In this test, it was an external link against the silo and essentially, the silo beat the external link. And keep in mind, this is a Google Doc link, not necessarily some superstar link at the end of the day, and it is a fake keyword. 

So if you’re comparing, let’s say, if it was a really good backlink from a big site, my guess is it would have been flipped around and the external link would have beat the internal link because it’s a testing site, that’s a good site, etc. So you kind of get where I’m going with that. 

But when you’re doing the silos, and you’re doing optimized content, and let’s say you’re using a tool like Surfer, or Inlinks, or a combination thereof, where it is like something that I teach, you can get a really good initial ranking just from your internal linking, and save money on external links. So if you’ve been around in the market, now you know the backlinks are expensive because the good ones, people know the value of their websites. 

That’s thanks to people doing a lot of outreach and sending emails about outreach, etc. So webmasters have gotten smart and just monetized their websites. If you want to do a guest post, sure, do a guest post, but it’s gonna cost you 250 bucks, and people are paying that now, a lot. And if you go to any backlinking service or pbn service, you know that people are paying that amount of money for a backlink. 

If your external linking costs tripled, let say it used to cost you 50 bucks, and now it’s going to cost you 1000 bucks. You want to find the best opportunities to get as far enough ahead as you can without having to go broke. Some markets, you just going to have to go broke at the end of the day. But for the most part, especially if you’re in the small business market and you’re doing a lot of local things, internal silos will get you up to page one.

For the most part, obviously, if you’re in some more competitive markets, you’ll get to page two. But that’s better than starting off in like position 50 and having the to build all those backlinks to compete, versus starting off in position 15 and now you have to build less backlinks to get up on page one. 

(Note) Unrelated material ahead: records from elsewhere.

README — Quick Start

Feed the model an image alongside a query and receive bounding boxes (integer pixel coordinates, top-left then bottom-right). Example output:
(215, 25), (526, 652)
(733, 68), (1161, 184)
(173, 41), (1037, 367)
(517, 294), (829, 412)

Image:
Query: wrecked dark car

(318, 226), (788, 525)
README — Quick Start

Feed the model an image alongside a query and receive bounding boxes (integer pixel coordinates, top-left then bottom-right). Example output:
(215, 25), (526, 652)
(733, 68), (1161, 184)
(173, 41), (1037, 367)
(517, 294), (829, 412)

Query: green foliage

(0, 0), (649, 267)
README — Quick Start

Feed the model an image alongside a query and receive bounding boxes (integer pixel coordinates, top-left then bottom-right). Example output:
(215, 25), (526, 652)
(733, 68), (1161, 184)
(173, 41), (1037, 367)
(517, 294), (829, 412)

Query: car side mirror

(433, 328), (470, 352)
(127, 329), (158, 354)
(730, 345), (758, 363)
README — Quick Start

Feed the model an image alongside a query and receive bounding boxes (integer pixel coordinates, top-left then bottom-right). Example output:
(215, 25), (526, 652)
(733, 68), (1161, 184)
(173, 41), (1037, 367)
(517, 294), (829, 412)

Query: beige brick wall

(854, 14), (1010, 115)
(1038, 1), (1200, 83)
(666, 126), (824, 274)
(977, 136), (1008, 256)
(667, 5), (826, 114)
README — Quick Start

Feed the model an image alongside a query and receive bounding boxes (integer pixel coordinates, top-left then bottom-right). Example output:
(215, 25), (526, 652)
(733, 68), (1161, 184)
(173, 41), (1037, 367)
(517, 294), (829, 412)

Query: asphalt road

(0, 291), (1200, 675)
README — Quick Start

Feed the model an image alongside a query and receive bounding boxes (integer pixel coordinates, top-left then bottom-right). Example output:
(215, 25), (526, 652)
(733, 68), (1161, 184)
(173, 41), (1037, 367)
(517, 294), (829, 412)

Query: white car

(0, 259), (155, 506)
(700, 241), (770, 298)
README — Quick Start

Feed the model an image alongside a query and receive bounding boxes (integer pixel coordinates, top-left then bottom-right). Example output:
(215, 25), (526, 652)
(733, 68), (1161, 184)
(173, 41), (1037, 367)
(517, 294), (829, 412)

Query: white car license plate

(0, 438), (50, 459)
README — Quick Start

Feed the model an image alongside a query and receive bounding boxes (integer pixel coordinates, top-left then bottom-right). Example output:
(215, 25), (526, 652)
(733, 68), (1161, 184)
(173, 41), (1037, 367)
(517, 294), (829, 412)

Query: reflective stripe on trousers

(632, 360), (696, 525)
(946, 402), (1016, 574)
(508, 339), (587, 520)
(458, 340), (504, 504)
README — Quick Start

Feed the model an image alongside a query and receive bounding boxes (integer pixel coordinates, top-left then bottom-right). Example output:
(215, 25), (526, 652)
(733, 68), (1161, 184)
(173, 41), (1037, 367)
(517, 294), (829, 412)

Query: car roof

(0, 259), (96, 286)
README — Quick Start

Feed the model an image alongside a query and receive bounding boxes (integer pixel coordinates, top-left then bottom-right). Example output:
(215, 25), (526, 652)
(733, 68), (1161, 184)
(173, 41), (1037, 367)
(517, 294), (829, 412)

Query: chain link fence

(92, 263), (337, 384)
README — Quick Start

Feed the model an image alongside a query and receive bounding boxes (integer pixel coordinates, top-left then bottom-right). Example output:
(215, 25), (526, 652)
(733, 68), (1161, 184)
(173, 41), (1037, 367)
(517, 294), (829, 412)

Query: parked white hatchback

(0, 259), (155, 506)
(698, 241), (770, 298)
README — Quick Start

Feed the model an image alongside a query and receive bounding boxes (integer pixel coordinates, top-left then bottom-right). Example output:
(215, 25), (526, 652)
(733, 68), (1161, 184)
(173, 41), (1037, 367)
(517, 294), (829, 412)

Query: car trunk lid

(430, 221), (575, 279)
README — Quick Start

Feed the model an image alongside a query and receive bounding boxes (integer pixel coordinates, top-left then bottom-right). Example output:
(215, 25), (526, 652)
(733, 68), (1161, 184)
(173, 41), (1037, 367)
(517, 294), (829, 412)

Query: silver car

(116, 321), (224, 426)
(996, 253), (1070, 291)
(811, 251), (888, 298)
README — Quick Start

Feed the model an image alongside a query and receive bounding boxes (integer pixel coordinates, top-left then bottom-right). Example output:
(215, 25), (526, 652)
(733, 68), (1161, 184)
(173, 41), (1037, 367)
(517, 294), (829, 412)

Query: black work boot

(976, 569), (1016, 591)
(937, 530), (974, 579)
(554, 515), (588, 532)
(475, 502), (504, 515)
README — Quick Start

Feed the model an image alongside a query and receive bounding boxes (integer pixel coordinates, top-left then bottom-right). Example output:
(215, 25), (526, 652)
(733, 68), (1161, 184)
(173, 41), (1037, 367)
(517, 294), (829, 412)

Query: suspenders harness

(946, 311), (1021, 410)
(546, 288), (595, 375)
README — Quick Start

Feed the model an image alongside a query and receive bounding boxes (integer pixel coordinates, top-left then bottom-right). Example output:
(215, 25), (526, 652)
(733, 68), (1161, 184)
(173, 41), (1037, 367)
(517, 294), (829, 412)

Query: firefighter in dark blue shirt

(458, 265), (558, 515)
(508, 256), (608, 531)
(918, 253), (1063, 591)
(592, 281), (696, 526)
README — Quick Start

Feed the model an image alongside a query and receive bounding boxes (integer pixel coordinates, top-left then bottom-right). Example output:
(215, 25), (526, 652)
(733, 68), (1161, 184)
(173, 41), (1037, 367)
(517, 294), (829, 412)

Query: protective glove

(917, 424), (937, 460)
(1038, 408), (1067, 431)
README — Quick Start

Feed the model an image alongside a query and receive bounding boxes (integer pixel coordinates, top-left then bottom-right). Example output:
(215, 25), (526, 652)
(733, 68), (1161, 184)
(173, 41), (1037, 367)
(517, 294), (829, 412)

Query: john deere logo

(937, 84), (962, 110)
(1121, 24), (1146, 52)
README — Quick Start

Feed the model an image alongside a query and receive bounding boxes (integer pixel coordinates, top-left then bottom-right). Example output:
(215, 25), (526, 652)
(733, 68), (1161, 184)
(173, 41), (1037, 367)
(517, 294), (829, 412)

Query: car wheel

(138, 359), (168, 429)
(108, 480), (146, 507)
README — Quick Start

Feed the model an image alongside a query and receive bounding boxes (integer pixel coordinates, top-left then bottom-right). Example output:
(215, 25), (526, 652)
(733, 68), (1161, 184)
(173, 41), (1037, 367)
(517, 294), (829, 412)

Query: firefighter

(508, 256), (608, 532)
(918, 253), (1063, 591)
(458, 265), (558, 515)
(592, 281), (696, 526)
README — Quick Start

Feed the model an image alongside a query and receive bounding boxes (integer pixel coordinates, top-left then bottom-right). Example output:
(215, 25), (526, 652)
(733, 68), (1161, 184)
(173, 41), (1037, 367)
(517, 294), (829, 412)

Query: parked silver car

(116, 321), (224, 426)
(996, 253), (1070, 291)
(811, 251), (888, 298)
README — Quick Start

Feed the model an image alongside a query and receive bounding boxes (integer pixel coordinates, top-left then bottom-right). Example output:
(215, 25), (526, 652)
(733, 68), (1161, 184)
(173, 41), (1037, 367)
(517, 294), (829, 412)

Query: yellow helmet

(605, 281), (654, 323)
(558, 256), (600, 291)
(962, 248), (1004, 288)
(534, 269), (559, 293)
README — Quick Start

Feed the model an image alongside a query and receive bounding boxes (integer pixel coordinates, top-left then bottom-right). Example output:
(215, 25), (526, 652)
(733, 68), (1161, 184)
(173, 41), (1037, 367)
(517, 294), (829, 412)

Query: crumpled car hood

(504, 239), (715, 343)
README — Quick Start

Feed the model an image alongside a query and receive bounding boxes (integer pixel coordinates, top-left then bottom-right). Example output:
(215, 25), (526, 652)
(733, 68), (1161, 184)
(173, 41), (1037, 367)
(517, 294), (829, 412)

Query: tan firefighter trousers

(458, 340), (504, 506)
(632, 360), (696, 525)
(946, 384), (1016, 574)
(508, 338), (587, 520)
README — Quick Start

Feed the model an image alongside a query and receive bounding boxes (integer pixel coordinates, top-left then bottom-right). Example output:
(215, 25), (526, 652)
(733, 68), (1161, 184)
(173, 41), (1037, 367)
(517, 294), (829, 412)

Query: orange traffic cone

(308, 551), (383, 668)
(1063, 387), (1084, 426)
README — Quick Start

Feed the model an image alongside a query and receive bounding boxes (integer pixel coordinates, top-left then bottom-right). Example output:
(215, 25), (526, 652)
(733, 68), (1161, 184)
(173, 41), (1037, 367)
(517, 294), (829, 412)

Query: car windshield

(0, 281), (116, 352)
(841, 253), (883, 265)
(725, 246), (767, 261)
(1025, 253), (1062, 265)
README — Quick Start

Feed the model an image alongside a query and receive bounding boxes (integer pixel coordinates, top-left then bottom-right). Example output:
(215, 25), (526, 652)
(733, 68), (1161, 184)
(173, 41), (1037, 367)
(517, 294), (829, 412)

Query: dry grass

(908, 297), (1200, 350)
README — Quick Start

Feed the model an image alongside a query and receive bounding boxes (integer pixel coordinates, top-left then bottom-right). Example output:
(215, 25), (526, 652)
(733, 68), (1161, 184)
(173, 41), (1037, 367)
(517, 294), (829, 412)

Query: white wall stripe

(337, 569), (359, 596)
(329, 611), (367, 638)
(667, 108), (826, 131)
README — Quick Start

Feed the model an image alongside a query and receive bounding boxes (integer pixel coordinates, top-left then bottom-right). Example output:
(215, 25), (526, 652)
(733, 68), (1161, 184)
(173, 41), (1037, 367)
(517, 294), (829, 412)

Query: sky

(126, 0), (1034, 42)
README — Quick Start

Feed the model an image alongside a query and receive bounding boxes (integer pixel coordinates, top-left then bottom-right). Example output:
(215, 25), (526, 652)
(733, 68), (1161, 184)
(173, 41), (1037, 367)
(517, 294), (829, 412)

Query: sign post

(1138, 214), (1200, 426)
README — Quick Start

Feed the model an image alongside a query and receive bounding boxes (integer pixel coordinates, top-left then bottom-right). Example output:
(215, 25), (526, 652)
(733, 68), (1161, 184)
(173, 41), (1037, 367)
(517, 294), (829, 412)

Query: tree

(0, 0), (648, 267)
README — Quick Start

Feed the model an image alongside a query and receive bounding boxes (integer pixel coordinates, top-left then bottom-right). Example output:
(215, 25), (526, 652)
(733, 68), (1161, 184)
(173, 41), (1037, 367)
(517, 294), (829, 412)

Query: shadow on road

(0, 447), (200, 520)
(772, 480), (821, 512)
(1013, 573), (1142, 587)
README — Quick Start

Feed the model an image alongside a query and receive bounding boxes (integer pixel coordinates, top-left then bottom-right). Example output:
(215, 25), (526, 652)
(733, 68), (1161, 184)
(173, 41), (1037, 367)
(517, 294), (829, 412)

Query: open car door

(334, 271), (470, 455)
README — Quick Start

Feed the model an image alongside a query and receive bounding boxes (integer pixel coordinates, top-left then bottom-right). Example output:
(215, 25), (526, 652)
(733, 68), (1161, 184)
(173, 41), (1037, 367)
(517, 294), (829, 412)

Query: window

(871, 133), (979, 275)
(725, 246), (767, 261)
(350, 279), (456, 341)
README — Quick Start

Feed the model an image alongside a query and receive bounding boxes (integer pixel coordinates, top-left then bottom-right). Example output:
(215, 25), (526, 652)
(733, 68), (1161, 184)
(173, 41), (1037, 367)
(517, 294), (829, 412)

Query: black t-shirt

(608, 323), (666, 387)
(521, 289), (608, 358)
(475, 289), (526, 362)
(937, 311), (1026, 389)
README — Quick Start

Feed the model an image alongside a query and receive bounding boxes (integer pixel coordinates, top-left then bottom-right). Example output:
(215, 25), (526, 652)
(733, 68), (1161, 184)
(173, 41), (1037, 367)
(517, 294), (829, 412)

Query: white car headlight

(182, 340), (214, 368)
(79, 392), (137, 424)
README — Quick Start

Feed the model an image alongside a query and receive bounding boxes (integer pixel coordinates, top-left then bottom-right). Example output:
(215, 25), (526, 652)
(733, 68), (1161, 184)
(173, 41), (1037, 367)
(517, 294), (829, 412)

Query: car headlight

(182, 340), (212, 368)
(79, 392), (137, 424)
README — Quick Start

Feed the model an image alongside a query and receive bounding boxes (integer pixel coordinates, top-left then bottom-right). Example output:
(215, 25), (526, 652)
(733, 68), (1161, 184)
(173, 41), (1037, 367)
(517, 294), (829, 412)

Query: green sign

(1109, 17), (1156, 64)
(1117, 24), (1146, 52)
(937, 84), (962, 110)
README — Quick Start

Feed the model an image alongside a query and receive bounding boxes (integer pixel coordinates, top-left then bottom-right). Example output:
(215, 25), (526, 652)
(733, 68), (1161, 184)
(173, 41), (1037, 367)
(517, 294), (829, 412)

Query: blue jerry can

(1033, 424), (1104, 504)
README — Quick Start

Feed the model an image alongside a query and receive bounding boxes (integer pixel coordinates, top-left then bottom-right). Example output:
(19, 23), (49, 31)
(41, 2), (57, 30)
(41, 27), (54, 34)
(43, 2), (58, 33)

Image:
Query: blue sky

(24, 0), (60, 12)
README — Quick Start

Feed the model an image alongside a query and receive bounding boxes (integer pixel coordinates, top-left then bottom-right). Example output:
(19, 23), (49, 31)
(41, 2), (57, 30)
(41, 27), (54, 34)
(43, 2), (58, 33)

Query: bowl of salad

So that’s why this test is actually really important. The strength of internal links is powerful, even on a brand new site, even if it’s got zero history. It’s still powerful if you do it right and you build these silos out and you can save yourself a lot of money on those external links. 

This test is still valuable. I think the relative strength of your website is going to be different than the relative strength of someone else’s website, or even one domain that you own versus another. So you’re going to see different results from doing this yourself.

My method is to build your money page and then you build four internal pages that contain supporting content. The content can either be on topic or on location. So like I said, if you’re targeting Bellevue, for example, I can rank for SEO related posts or I can do for related to Bellevue itself and drive that traffic. This one is probably better, just because it’s related, etc. Right? But there’s just some niches that there’s only so much you can write about the topic, right? So in my case, it’s an SEO blog or an SEO website and so I want to write high quality content. So it kind of stands on its own on a blog versus doing silos and weak writing on different SEO topics. So I focused on location, my guess is I would actually have gotten even better results if I went with the topic, but I focused on location and it’s just fine. I know that four plus or minus, one or two is going to be my sweet spot for my internal links. And then at that point, I had to go on to move and do external, I can’t avoid it. 

So test it yourself, see where your page count is and then you know, when you are doing your money site, you’re gonna have to do 4, 5, 3, 2 internal links and to squeeze as much juice, as much power, and as much initial ranking out of that site as you can before you go and start investing money in the external stuff.